Judge William Sylvester ruled in favor of prosecutors to have access to the school records of alleged Colorado shooter James Egan Holmes.
Prosecutors are hoping that the 24-year-old's school records will provide some insight on the mental condition of the Ph.D. drop out. While defense maintains that Holmes suffers from an "unknown mental illness," prosecutors are trying to show that the "Dark Knight Rises" shootout was not a spontaneous mental trigger, but a pre-planned attack by a sane mind frustrated over his performance in the neuroscience program.
Early on in the case, prosecutors showed that the time Holmes started collecting weapons coincided with his deteriorating grades and eventual dropping out of the Ph.D. program.
Defense maintains that access to the records is merely a "fishing expedition," and cannot reveal anything significant to the case.
Recently, Prosecutors have added 14 additional charges against Holmes.
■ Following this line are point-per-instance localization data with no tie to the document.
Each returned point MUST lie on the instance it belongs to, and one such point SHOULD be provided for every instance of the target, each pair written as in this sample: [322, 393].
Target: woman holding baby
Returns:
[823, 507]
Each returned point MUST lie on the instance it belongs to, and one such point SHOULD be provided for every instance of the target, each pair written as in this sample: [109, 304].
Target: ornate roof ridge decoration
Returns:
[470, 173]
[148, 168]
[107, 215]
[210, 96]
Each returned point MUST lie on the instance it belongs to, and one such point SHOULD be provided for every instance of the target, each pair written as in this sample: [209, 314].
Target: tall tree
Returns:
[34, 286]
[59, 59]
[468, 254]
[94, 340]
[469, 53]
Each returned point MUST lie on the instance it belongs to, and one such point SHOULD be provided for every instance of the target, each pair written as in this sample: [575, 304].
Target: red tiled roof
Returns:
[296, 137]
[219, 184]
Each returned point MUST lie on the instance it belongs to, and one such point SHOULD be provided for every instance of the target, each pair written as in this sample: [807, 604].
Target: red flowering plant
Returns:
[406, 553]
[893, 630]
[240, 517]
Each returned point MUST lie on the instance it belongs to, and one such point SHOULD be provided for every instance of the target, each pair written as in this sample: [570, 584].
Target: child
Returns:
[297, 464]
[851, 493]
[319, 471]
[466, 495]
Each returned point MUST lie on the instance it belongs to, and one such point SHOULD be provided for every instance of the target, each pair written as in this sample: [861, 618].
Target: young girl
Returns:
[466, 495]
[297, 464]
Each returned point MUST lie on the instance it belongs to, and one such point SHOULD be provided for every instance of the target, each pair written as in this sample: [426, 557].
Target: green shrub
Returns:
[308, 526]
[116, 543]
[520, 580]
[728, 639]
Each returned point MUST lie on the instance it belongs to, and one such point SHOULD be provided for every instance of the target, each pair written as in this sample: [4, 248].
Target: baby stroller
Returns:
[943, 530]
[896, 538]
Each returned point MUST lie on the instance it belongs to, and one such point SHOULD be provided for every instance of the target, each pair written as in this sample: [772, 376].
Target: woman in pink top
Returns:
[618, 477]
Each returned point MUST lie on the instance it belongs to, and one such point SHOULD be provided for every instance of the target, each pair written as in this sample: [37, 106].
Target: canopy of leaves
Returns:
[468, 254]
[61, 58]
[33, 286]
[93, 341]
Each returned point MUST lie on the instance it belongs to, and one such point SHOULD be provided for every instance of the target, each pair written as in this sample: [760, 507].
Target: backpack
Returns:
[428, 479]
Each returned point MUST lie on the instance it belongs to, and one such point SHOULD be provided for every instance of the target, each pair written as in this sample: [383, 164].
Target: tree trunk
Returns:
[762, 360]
Prosecutors have also amended five of the other charges pitted against him in a Thursday hearing. Holmes has already been charged with 12 counts of murder and 116 counts of attempted murder.
Currently, the alleged shooter Holmes is being held in a detention facility of Arapahoe County in solitary confinement. Eighteenth Judicial District Attorney Carol Chambers told News Day that she is considering pursuing the death penalty, but only after consulting with the victims and their families.
On July 20, at a midnight screening of the cult-inducing Dark Knight Rises film at a movie house in Aurora, Colorado, Holmes, opened fire killing 12 people and injuring 59 others. He was arrested that morning and placed in custody.